Rabu, 6 Mei 2026 Berita Terkini & Terpercaya
Undang Undang AfroUndang Undang Afro
Undang Undang Afro - Your source for the latest articles and insights
Beranda Bupati Bekasi Rob Jadi Rutinitas Bupati Bekasi Akui Tak Berdaya ...
Bupati Bekasi

Rob Jadi Rutinitas Bupati Bekasi Akui Tak Berdaya Hadapi Laut yang Makin Mendekat

Bekasi – Rob Jadi Rutinitas yang semakin sering melanda wilayah pesisir Kabupaten Bekasi, Jawa Barat,…

Rob Jadi Rutinitas Bupati Bekasi Akui Tak Berdaya Hadapi Laut yang Makin Mendekat

Bekasi – Rob Jadi Rutinitas yang semakin sering melanda wilayah pesisir Kabupaten Bekasi, Jawa Barat, kini menjadi permasalahan yang tidak bisa dianggap enteng. Fenomena rob, atau naiknya permukaan air laut, telah mengancam kehidupan warga yang tinggal di sekitar pantai utara Bekasi. Sebagai akibat dari perubahan iklim dan semakin tergerusnya garis pantai akibat abrasi, rob kini menjadi rutinitas yang kerap melanda, dan membuat banyak pihak, termasuk Bupati Bekasi, Abdul Kadir, merasa tak berdaya dalam menghadapi permasalahan ini.

Setiap kali musim penghujan datang, rob yang disertai dengan luapan air laut semakin meluas, menggenangi pemukiman, lahan pertanian, hingga fasilitas umum yang ada di pesisir Bekasi. Selain merusak infrastruktur, rob juga berdampak pada kehidupan ekonomi warga yang bergantung pada sektor perikanan dan pertanian.

Rob Jadi Rutinitas : Fenomena Alam yang Semakin Menjadi Rutinitas

Rob Jadi Rutinitas
Rob Jadi Rutinitas

Baca Juga :  Pramono Minta Modifikasi Cuaca Tak Cuma di DKI tapi juga Bekasi-Tangerang

Bencana rob bukanlah hal baru di pesisir Bekasi. Fenomena ini sudah terjadi sejak beberapa tahun terakhir, namun intensitas dan frekuensinya semakin meningkat. Dalam beberapa bulan terakhir, rob bahkan menjadi peristiwa yang sering terjadi, menghantui warga yang tinggal di sekitar pesisir utara Bekasi. Banjir rob biasanya terjadi saat musim hujan, namun kini fenomena ini bisa terjadi kapan saja, terutama saat pasang laut tinggi.
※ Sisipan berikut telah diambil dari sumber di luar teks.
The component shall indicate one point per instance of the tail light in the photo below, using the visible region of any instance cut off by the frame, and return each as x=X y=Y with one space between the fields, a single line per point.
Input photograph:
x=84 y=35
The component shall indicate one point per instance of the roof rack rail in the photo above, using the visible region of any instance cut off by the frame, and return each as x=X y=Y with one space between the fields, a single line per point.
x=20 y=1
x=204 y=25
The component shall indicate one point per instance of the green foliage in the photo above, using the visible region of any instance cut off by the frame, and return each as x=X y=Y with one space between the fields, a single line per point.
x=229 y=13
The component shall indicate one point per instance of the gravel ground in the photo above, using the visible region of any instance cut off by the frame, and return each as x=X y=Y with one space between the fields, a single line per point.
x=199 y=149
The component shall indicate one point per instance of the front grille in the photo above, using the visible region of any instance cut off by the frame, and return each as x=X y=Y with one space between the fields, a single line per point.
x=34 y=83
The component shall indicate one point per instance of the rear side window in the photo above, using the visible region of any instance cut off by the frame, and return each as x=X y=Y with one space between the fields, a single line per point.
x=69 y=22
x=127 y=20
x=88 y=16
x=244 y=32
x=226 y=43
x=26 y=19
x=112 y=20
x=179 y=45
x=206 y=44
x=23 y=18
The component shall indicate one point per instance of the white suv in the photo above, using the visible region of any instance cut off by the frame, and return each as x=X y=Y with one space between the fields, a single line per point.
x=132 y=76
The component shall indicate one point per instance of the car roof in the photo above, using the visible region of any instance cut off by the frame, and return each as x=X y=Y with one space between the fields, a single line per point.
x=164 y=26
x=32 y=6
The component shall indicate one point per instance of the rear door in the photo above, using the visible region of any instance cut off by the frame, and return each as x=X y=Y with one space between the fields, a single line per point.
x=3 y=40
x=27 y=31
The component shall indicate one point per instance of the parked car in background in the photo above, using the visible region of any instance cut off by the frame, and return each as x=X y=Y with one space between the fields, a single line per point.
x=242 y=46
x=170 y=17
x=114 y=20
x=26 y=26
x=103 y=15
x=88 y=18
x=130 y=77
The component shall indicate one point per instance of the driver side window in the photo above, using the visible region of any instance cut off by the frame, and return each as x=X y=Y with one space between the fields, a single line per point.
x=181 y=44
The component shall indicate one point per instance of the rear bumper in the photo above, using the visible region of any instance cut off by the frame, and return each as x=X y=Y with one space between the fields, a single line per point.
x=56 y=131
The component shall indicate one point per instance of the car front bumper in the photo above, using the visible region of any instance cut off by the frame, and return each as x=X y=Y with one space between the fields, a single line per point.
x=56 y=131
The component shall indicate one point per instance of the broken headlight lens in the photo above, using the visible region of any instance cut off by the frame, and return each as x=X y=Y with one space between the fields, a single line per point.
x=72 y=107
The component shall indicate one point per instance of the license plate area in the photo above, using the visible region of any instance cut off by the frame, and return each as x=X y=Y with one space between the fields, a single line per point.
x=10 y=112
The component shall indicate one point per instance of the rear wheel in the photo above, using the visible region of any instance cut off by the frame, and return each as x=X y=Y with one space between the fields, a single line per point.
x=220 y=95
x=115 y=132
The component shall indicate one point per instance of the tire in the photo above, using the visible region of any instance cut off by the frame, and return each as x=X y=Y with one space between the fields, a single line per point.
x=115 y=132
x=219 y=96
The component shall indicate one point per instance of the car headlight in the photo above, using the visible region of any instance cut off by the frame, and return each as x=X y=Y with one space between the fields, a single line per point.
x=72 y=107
Di sejumlah titik pesisir, warga harus menghadapi genangan air yang bisa bertahan berhari-hari, merusak rumah mereka, dan membuat banyak kegiatan sehari-hari terhenti.

Menurut data Badan Meteorologi, Klimatologi, dan Geofisika (BMKG), perubahan iklim yang menyebabkan pemanasan global turut memperburuk situasi ini. Kenaikan suhu air laut menyebabkan volume air laut meningkat, sedangkan abrasi pantai semakin memperburuk kondisi, memperpendek garis pantai dan membuat rob semakin mudah masuk ke daratan.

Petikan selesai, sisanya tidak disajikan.